Preprocessing¶
10X Genomics Data Files¶
Example Using a 10X Genomics Dataset¶
Output from the 10X Genomics Cell Ranger pipeline includes multiple files. The two necessary files for importing the results into tcrdist2 are:
- The Filtered contig annotations (CSV)
- The Clonotype consensus annotations (CSV)
The required fields for these file are shown at the bottom of this page. below. All data downloaded from 10X Genomics Example Datasets .
Tip
We use the following files in the coding example:
- vdj_v1_hs_pbmc_t_filtered_contig_annotations.csv
- vdj_v1_hs_pbmc_t_consensus_annotations.csv
Pre-Processing the 10X Data Files¶
Some pre-processing of the data is required to create a tcrdist2
compatible clone file from the 10X Cell Ranger files. This is done using
tcrdist.preprocess_10X.get_10X_clones()
.
import pandas as pd
import numpy as np
import multiprocessing
import tcrdist as td
from tcrdist import preprocess_10X
from tcrdist.repertoire import TCRrep
from tcrdist.vis_tools import bostock_cat_colors, cluster_viz
# filtered_contig_annotations_csvfile
fca = 'vdj_v1_hs_pbmc_t_filtered_contig_annotations.csv'
ca = 'vdj_v1_hs_pbmc_t_consensus_annotations.csv'
clones_df = preprocess_10X.get_10X_clones(organism = 'human',
filtered_contig_annotations_csvfile = fca,
consensus_annotations_csvfile = ca)
clones_df.head()
Tip
Multiple productive alpha or beta chains associate with a single 10X unique cell identifier are possible. tcrdist2 picks the productive variant of the chain associated with the highest number of unique molecular identifies.

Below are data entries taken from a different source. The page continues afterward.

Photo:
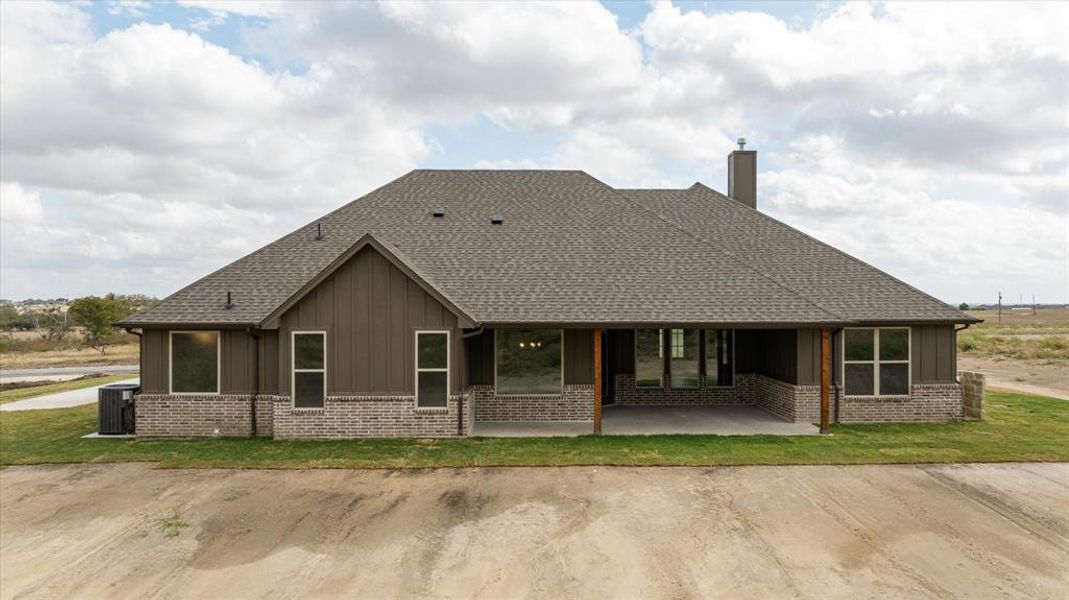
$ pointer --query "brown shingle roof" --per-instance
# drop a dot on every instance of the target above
(571, 249)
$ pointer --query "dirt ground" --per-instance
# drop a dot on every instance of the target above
(913, 531)
(1047, 378)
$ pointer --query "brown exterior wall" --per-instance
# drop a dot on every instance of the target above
(370, 310)
(237, 362)
(934, 354)
(578, 358)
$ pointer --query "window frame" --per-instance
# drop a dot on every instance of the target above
(294, 370)
(417, 369)
(218, 362)
(876, 362)
(558, 395)
(705, 366)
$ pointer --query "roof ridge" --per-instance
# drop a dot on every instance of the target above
(833, 248)
(729, 254)
(261, 249)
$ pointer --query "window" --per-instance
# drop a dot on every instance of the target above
(528, 362)
(309, 369)
(195, 362)
(649, 357)
(877, 362)
(677, 344)
(685, 348)
(432, 369)
(719, 357)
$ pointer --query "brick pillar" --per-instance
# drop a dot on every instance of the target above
(972, 395)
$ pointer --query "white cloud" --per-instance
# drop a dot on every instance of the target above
(19, 205)
(172, 155)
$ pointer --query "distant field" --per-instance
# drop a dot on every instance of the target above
(1019, 335)
(124, 354)
(1025, 351)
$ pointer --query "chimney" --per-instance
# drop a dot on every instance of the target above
(742, 174)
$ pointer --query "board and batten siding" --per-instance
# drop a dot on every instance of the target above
(237, 362)
(370, 310)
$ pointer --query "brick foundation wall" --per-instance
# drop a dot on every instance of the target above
(972, 395)
(800, 403)
(576, 403)
(265, 416)
(625, 393)
(927, 403)
(368, 416)
(191, 416)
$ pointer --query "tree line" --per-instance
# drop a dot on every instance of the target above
(93, 314)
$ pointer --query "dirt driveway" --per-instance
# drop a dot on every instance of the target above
(966, 531)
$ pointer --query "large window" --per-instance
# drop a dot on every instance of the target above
(195, 362)
(432, 369)
(719, 357)
(309, 369)
(528, 362)
(877, 362)
(685, 357)
(649, 357)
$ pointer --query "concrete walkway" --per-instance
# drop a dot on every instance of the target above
(655, 420)
(61, 400)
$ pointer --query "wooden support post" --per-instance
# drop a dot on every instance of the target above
(598, 381)
(825, 378)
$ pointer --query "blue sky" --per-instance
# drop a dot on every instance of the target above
(151, 143)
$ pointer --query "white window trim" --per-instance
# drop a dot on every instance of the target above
(876, 362)
(294, 370)
(218, 363)
(449, 360)
(734, 369)
(661, 355)
(558, 395)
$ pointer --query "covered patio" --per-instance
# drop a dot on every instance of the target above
(656, 420)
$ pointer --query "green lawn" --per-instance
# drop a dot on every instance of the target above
(1019, 428)
(22, 394)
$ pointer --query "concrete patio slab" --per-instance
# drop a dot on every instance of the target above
(709, 420)
(656, 420)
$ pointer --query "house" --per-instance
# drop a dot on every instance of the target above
(447, 298)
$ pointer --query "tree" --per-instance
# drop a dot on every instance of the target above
(96, 314)
(50, 323)
(9, 317)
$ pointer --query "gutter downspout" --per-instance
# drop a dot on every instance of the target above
(460, 401)
(835, 335)
(256, 382)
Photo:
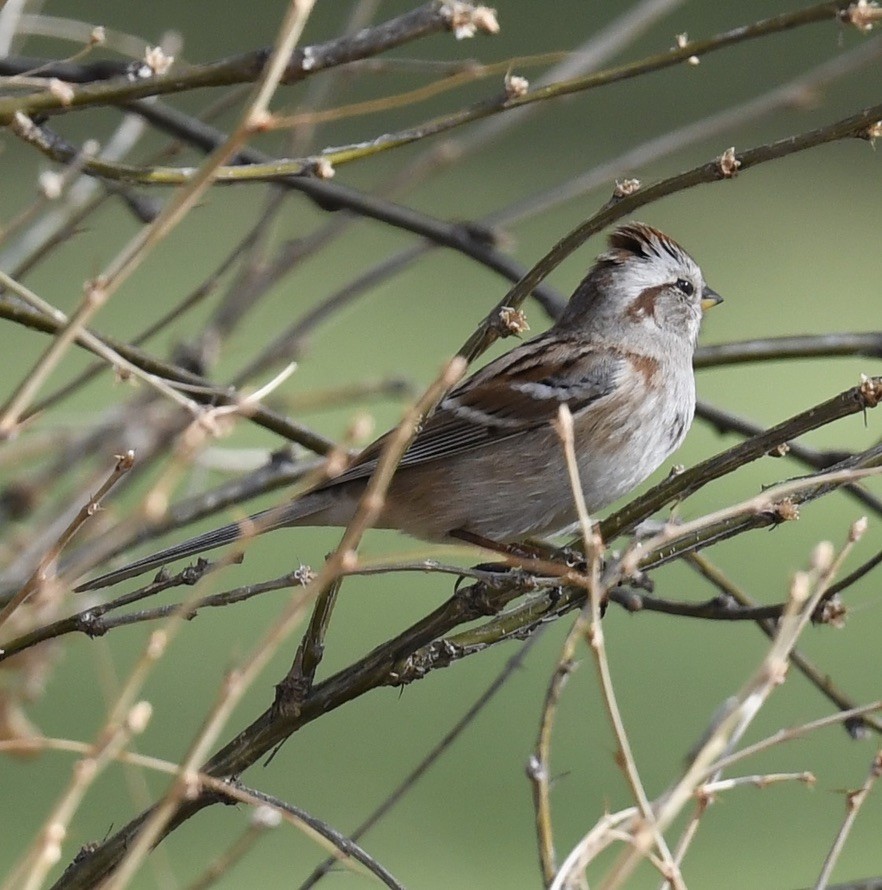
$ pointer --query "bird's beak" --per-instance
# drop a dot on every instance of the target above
(709, 298)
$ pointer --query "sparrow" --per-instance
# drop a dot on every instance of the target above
(488, 464)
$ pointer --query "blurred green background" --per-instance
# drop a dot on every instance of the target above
(793, 246)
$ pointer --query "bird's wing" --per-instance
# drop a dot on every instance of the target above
(515, 393)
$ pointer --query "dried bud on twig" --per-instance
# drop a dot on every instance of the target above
(683, 40)
(466, 20)
(516, 86)
(625, 187)
(728, 163)
(514, 321)
(862, 15)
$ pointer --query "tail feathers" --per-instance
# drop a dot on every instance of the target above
(266, 520)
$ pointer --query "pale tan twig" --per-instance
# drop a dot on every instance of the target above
(15, 407)
(805, 593)
(291, 28)
(351, 853)
(126, 719)
(590, 626)
(795, 732)
(45, 569)
(819, 678)
(854, 800)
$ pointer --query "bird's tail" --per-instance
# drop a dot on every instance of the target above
(266, 520)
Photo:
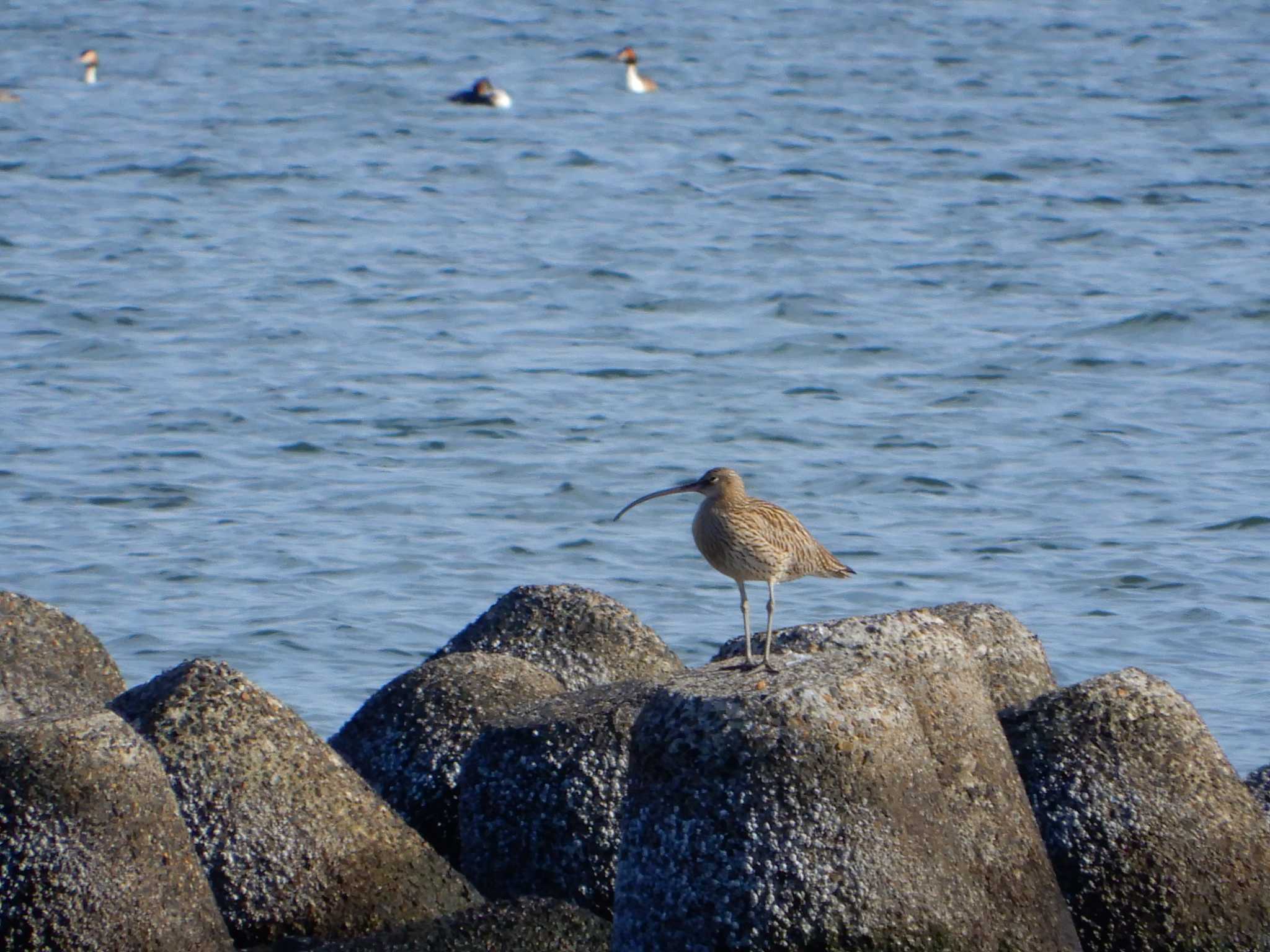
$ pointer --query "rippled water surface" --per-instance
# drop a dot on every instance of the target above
(304, 366)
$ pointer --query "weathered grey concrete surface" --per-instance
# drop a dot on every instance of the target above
(93, 852)
(578, 635)
(543, 792)
(1011, 659)
(527, 924)
(294, 842)
(1156, 842)
(411, 738)
(855, 800)
(48, 662)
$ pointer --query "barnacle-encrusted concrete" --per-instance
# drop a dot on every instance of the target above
(93, 853)
(528, 924)
(48, 662)
(1156, 842)
(855, 800)
(411, 738)
(580, 637)
(543, 792)
(293, 839)
(1011, 660)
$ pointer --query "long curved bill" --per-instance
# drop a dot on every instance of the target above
(685, 488)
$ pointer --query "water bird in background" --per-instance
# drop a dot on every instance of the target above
(750, 540)
(483, 93)
(634, 82)
(89, 59)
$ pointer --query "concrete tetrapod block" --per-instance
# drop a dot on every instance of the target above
(1156, 842)
(93, 852)
(850, 801)
(1011, 659)
(411, 738)
(294, 842)
(527, 924)
(541, 795)
(48, 662)
(578, 635)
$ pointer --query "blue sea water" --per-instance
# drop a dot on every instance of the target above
(304, 366)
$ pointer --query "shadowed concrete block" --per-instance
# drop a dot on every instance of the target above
(48, 662)
(294, 842)
(93, 852)
(1156, 842)
(1011, 660)
(528, 924)
(578, 635)
(543, 792)
(411, 738)
(1259, 782)
(855, 800)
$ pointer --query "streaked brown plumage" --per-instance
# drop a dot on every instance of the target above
(750, 540)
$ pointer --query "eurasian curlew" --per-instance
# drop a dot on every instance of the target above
(750, 540)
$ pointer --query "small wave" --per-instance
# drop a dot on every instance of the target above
(607, 273)
(813, 391)
(620, 374)
(901, 443)
(578, 159)
(1248, 522)
(929, 484)
(1153, 320)
(815, 173)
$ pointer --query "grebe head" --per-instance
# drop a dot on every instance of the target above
(89, 59)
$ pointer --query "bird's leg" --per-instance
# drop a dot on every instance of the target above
(771, 610)
(745, 617)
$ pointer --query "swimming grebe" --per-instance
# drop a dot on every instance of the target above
(89, 59)
(483, 93)
(634, 82)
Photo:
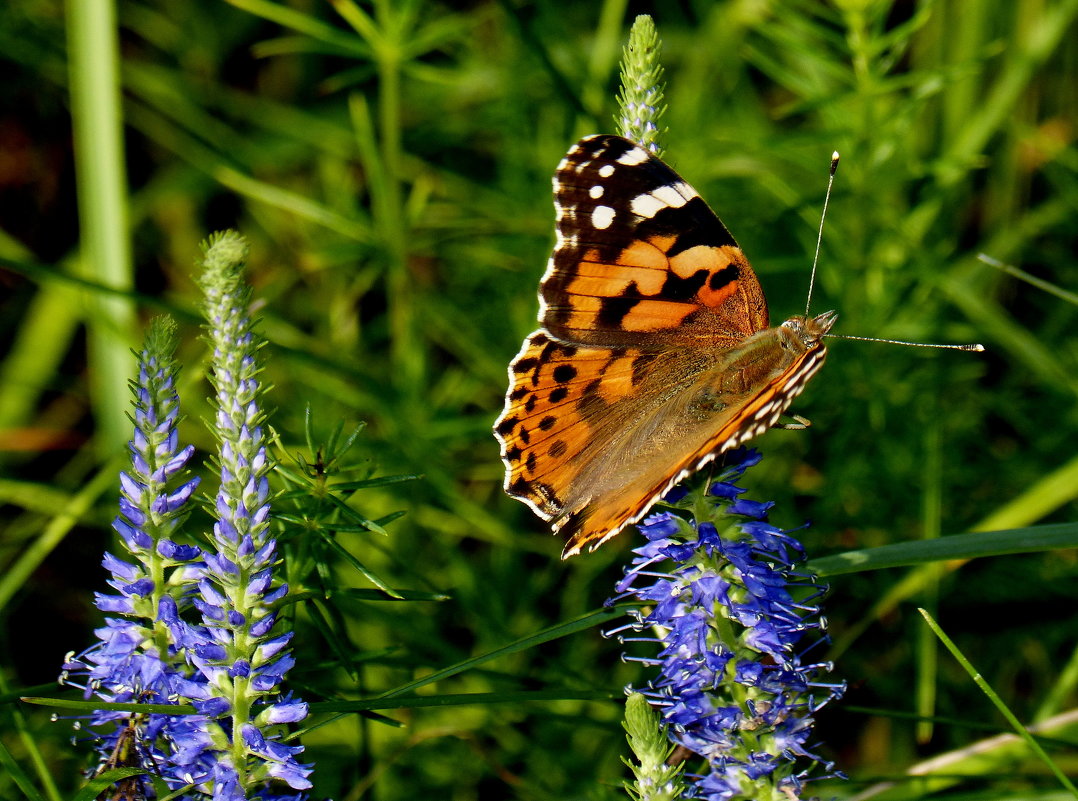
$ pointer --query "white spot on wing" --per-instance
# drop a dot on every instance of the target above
(602, 217)
(634, 156)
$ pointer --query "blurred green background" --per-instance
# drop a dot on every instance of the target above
(390, 164)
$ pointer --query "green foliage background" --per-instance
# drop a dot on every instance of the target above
(390, 164)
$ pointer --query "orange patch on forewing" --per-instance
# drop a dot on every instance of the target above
(619, 384)
(716, 290)
(657, 315)
(651, 254)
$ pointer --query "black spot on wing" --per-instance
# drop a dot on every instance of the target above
(564, 373)
(728, 275)
(677, 288)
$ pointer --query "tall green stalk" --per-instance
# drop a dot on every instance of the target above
(96, 114)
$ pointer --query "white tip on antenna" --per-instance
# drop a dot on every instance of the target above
(819, 235)
(976, 347)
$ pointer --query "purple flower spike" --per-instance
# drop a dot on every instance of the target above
(238, 595)
(731, 685)
(135, 659)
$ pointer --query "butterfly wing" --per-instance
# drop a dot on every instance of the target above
(654, 353)
(640, 259)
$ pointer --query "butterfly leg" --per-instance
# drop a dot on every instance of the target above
(800, 424)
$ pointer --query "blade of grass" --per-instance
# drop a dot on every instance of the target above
(997, 702)
(96, 114)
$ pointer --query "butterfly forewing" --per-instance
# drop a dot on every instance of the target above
(640, 259)
(653, 353)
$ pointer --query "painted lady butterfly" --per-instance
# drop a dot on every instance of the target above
(653, 353)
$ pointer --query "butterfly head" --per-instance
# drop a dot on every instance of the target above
(810, 330)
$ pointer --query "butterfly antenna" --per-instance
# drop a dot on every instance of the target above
(975, 347)
(819, 235)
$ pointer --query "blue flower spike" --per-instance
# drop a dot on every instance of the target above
(721, 601)
(137, 658)
(243, 657)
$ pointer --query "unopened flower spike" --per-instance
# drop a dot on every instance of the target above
(244, 654)
(138, 656)
(726, 610)
(640, 101)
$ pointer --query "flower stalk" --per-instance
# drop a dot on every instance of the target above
(722, 603)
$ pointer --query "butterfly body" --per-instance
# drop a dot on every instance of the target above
(654, 353)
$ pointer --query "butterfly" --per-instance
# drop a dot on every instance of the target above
(653, 355)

Initialize TCRrep to Calculate tcrdistances¶
tr = TCRrep(cell_df = clones_df, organism = "human", chains = ["alpha","beta"])
tr.infer_cdrs_from_v_gene(chain = 'alpha', imgt_aligned=True)
tr.infer_cdrs_from_v_gene(chain = 'beta', imgt_aligned=True)
tr.index_cols = ['clone_id', 'subject',
'v_a_gene', 'j_a_gene', 'v_b_gene', 'j_b_gene',
'cdr3_a_aa', 'cdr3_b_aa',
'cdr1_a_aa', 'cdr2_a_aa', 'pmhc_a_aa',
'cdr1_b_aa', 'cdr2_b_aa', 'pmhc_b_aa',
'cdr3_b_nucseq', 'cdr3_a_nucseq']#,
#'va_countreps', 'ja_countreps',#
#'vb_countreps', 'jb_countreps',
#'va_gene', 'vb_gene',
#'ja_gene', 'jb_gene']
tr.deduplicate()
cpus = multiprocessing.cpu_count()
tr._tcrdist_legacy_method_alpha_beta(processes = cpus)
tr.clone_df['epitope'] = "Unk" # Assign an unknown epitope to all clones
cluster_viz(pd.DataFrame(tr.paired_tcrdist),
tr.clone_df,
tr.clone_df['epitope'].unique(),
bostock_cat_colors(['set3']),
"Clutered with Paired tcrdistances (Legacy Metric)")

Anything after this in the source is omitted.